For many people, a job equals health insurance, and should you lose your job, your insurance benefits will usually go with it. There is no doubt that the decision to continue working after a diagnosis of cancer is a personal and individual one. Some patients might see that they are physically unable to continue working, while others worry what will happen when they start treatment. Cancer treatment affects people in different ways, so if you are concerned that your treatment will lead to hospitalization, it is inevitable to wonder what will happen to your position at work.

Talk to Your Employer About Your Diagnosis

The best think you can do after receiving a diagnosis is to talk to your employer. This will alleviate any undue stress that is certain to occur. There is nothing worse than to be burdened with worry over the status of employment when your health, the most important concern of all, is in need of the most attention.

If your employer knows of your illness early on, he or she can work with you and can expect any leaves of absences that you may need. Your employer can also, at that time, discuss with you any medical leave you may be entitled to, as well as your insurance benefits and how they can best work for you. Many employers offer paid medical leave, with no change to your insurance benefits, so learning this information early in your illness can help you to be better prepared for medical emergencies in the future.

Telecommuting

One thought to consider is telecommunication at your job, where you would still be employed, but work from home. Many employers today may have not considered telecommunication as part of their company, so it would not hurt to bring this option up to your employer.

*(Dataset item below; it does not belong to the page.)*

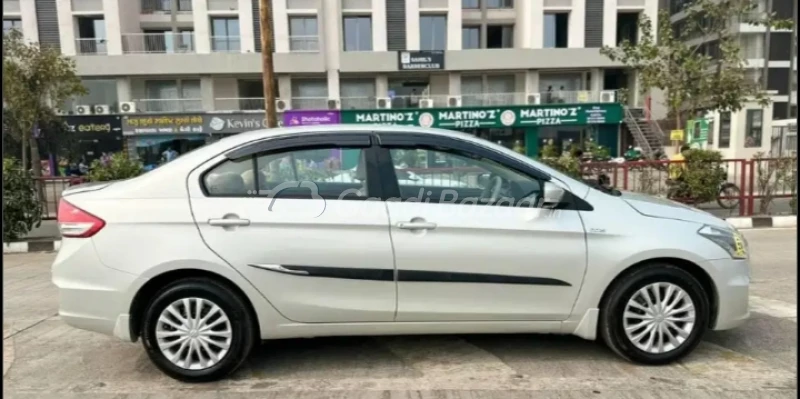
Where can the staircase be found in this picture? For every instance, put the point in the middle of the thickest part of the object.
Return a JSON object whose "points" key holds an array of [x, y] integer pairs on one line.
{"points": [[647, 134]]}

Telecommunication will give you the flexibility and comfort greatly needed when dealing with serious health issues.An employer can also offer the patient telecommunication, where the patient will be able to work from home.

Reducing Hours

Another option you have in your career is stepping down from full time, to part time hours. This is something you would need to discuss thoroughly with your employer, as many times, when an employee works part-time, he does not receive the same benefits as full-time employees, if they receive benefits at all.

Will I Lose My Job

Probably the greatest fear you will have about your career after receiving your diagnosis is that you will lose your job. It is for this reason that you might feel the need to delay notifying your employer about your condition. It is important to realize that it is unlawful to be fired from your job for health reasons alone. As well, if the company that you work for is privately owned with more than 15 employees, you are entitled to rights under the Americans with Disabilities Act. This states that a person cannot be fired because of health issues, and that a person is guaranteed the same treatment and benefits of that of a healthy person. With all of the inevitable worry and concerns a diagnosis of cancer brings, the issue of employment does not need to add to the stress you already feel. The important thing is to remain positive and remember that communication between you and your employer will resolve any issues that you have. This will better help you focus on what matters most: your health.